While in the hospital, Terry was so overcome by the suffering of other cancer patients, many of them young children, that he decided to run across Canada to raise money for cancer research.
He would call his journey the Marathon of Hope. It was a journey that Canadians would never forget.
After 18 months and running over 5,000 kilometres (3,107 miles) to prepare, Terry started his run in
St. John’s, Newfoundland on April 12, 1980 with little fanfare. Although it was difficult to garner attention in the beginning, enthusiasm soon grew, and the money collected along his route began to mount. He ran close to 42 kilometres (26 miles) a day through Canada's Atlantic provinces, Québec and Ontario. However, on September 1st, after 143 days and 5,373 kilometres (3,339 miles), Terry was forced to stop running outside of Thunder Bay, Ontario because cancer had appeared in his lungs. An entire nation was stunned and saddened. Terry passed away on June 28, 1981 at the age 22.

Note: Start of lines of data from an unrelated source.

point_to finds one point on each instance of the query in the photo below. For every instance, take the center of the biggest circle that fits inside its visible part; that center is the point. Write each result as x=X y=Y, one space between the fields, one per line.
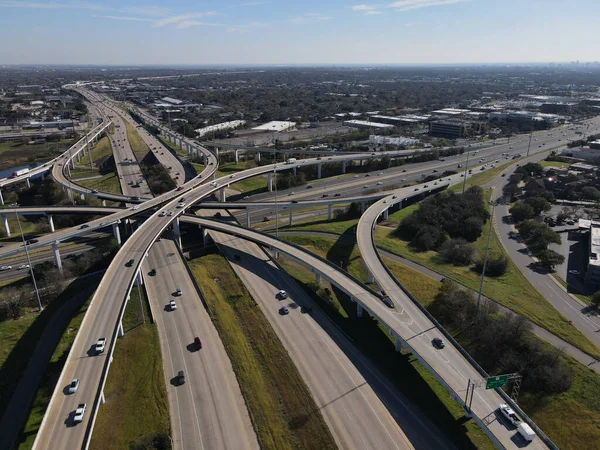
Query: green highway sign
x=494 y=382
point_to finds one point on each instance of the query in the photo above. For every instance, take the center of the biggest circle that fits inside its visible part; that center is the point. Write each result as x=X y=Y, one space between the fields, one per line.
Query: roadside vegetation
x=282 y=409
x=136 y=409
x=568 y=387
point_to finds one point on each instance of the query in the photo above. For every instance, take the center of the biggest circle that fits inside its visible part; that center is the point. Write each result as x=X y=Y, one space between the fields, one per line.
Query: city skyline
x=407 y=32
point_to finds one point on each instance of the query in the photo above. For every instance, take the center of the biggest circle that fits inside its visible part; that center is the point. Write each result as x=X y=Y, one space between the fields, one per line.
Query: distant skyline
x=339 y=32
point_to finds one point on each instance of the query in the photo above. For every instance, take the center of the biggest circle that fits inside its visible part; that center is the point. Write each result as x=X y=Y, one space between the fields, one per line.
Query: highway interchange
x=112 y=293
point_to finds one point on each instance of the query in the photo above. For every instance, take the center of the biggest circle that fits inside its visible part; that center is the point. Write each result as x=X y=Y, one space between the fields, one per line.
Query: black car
x=438 y=343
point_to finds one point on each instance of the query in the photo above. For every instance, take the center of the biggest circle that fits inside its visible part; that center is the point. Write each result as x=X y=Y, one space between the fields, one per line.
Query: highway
x=208 y=411
x=361 y=407
x=104 y=313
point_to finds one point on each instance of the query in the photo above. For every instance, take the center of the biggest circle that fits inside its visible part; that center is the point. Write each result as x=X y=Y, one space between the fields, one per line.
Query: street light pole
x=37 y=293
x=487 y=249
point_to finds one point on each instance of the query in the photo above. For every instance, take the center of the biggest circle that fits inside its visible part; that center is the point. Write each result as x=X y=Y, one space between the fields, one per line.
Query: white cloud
x=407 y=5
x=309 y=18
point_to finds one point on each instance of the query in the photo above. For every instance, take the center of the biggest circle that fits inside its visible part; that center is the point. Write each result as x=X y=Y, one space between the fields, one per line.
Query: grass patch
x=282 y=409
x=139 y=147
x=136 y=397
x=407 y=374
x=512 y=289
x=81 y=292
x=102 y=149
x=108 y=183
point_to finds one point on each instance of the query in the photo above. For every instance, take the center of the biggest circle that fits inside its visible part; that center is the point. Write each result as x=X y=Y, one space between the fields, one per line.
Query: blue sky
x=298 y=32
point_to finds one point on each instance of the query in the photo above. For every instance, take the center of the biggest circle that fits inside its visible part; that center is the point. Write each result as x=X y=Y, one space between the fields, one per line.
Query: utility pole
x=37 y=292
x=487 y=249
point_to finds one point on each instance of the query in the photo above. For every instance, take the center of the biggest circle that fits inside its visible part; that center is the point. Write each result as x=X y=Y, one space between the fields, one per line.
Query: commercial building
x=592 y=273
x=448 y=129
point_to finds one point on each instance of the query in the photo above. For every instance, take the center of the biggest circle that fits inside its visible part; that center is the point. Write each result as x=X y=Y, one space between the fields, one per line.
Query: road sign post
x=496 y=382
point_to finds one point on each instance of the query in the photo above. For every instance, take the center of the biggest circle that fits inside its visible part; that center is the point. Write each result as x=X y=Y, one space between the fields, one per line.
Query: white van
x=526 y=432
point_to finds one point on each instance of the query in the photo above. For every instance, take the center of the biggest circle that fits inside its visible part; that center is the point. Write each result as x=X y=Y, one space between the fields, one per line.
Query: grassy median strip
x=136 y=396
x=80 y=291
x=282 y=409
x=403 y=370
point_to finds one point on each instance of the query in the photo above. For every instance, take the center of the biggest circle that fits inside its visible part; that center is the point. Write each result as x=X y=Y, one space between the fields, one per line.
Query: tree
x=551 y=259
x=521 y=211
x=457 y=252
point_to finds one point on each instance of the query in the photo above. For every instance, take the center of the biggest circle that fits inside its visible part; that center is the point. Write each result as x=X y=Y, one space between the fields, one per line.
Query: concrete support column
x=6 y=227
x=397 y=343
x=370 y=277
x=56 y=252
x=117 y=233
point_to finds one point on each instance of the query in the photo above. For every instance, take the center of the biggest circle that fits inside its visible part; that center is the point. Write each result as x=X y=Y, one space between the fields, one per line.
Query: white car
x=79 y=413
x=100 y=345
x=74 y=385
x=509 y=414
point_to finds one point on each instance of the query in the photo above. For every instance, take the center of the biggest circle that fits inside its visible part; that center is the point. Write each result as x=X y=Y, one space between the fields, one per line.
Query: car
x=74 y=385
x=79 y=413
x=509 y=414
x=100 y=345
x=438 y=343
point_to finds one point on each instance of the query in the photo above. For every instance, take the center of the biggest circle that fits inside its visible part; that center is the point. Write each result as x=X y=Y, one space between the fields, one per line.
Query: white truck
x=526 y=432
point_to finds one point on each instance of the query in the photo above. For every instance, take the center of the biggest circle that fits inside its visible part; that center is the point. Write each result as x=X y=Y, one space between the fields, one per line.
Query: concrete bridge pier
x=6 y=227
x=117 y=233
x=56 y=253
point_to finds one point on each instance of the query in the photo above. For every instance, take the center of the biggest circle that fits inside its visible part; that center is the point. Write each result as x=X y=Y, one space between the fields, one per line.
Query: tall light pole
x=37 y=293
x=487 y=249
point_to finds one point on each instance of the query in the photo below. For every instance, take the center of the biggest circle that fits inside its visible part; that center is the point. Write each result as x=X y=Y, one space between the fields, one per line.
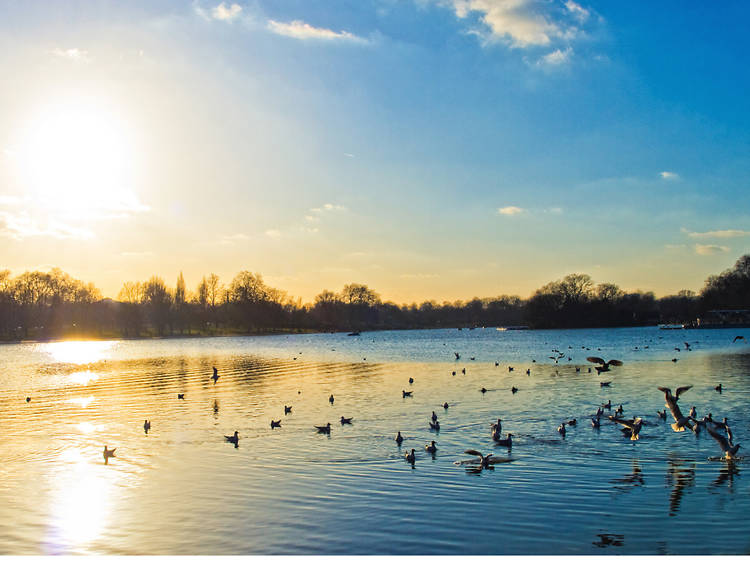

The heroic Canadian was gone, but his legacy was just beginning.
To date, over $600 million has been raised worldwide for cancer research in Terry's name through the annual Terry Fox Run, held across Canada and around the world.
There are 14 schools and approximately 32 roads in Canada named after Terry, along with numerous monuments and buildings named in his honour.